AFSÜ ve Kafkas Üniversitesi'nden Lösemi Tedavisine Yönelik Biyoteknolojik Atılım
Afyonkarahisar Sağlık Bilimleri Üniversitesi (AFSÜ) Eczacılık Fakültesi öğretim üyeleri önemli bir bilimsel başarıya imza attı.
TÜSEB’den Önemli Destek
Farmasötik Biyoteknoloji Ana Bilim Dalı’ndan Dr. Öğr. Üyesi Ozan Kılıçkaya’nın yürütücülüğünü üstlendiği ve aynı fakülteden Biyokimya Ana Bilim Dalı’ndan Doç. Dr. Serap Şahin ile Kafkas Üniversitesi Mühendislik Mimarlık Fakültesi Biyomühendislik Bölümü’nden Dr. Öğr. Üyesi Yunus Ensari’nin araştırmacı olarak yer aldığı proje, Türkiye Sağlık Enstitüleri Başkanlığı (TÜSEB) tarafından 2025/A4-01 çağrısı kapsamında desteklenmeye hak kazandı. Proje kapsamında, Clostridium thalidense bakterisine ait arginine deiminase (ADI) enziminin aktivite ve stabilitesinin artırılmasına yönelik bilgisayar destekli protein mühendisliği çalışmaları yürütülecek. Enzimin üç boyutlu yapısının detaylı bir şekilde analiz edilerek, aktivite bölgesinde ve genel yapısında gerçekleştirilecek yapısal değişikliklerle biyolojik etkinliğin ve dayanıklılığın artırılması hedefleniyor.
Lösemi Tedavisine Yeni Umut
Dr. Öğr. Üyesi Ozan Kılıçkaya, projenin başarıyla tamamlanması halinde akut lenfoblastik lösemi (ALL) tedavisinde kullanılan ilaçlara alternatif veya destekleyici nitelikte yeni bir biyoteknolojik etkin madde öncülünün geliştirilebileceğini belirtti. Özellikle dirençli vakalarda veya mevcut tedavilerin yan etkilerini azaltma ihtiyacı duyulan hastalarda bu çalışmanın büyük önem taşıdığına dikkat çekti.

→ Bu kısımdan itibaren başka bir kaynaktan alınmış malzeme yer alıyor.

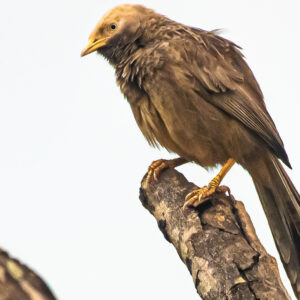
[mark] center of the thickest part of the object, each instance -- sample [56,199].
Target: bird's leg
[195,197]
[159,165]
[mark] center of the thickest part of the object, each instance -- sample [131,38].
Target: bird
[192,92]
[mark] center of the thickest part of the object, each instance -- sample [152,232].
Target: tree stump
[216,241]
[18,282]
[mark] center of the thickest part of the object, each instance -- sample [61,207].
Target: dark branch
[19,282]
[217,242]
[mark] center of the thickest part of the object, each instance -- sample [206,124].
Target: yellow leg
[158,166]
[195,197]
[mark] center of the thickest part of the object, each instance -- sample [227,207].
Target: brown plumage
[192,92]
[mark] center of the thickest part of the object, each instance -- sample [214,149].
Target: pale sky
[72,157]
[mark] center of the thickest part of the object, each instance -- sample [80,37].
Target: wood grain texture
[217,242]
[18,282]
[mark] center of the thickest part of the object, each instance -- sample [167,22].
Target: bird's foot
[158,166]
[203,194]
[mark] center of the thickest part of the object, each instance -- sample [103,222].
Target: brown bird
[192,92]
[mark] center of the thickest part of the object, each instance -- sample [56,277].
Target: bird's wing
[224,79]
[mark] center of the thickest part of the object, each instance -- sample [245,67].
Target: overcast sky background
[72,157]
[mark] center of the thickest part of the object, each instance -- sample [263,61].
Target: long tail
[281,203]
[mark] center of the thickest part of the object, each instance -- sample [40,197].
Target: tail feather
[281,203]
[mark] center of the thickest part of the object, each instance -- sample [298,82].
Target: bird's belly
[207,136]
[186,134]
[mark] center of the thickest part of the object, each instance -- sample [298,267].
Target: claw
[155,169]
[199,196]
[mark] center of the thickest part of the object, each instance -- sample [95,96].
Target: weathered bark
[217,242]
[18,282]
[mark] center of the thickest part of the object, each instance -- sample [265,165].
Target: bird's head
[119,27]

Proje Sonrası Klinik Öncesi Aşamalar Başlayacak
Kılıçkaya, karakterizasyonu tamamlanan enzimin yeniden tasarımı sayesinde lösemi hücrelerinin büyümesi için kritik öneme sahip arginin amino asidinin daha etkili şekilde parçalanmasının beklendiğini söyledi. Bu sayede, lösemi hücrelerinin çoğalmasının durdurularak tedavi sürecine katkı sağlanabileceğini ifade etti. Proje, bir yıllık bir destek süresiyle yürütülecek. Bu sürenin sonunda, yeni projelerle etkin madde formülasyonu geliştirilmesi, uygun dozaj ve uygulama yöntemlerinin belirlenmesi ve ardından hayvan modelleri üzerinde detaylı deneylerin gerçekleştirilmesi planlanıyor. Dr. Kılıçkaya, bu deneylerin geliştirilen enzimin canlılardaki güvenilirlik ve etkinliğini değerlendirmek açısından büyük önem taşıdığını vurguladı.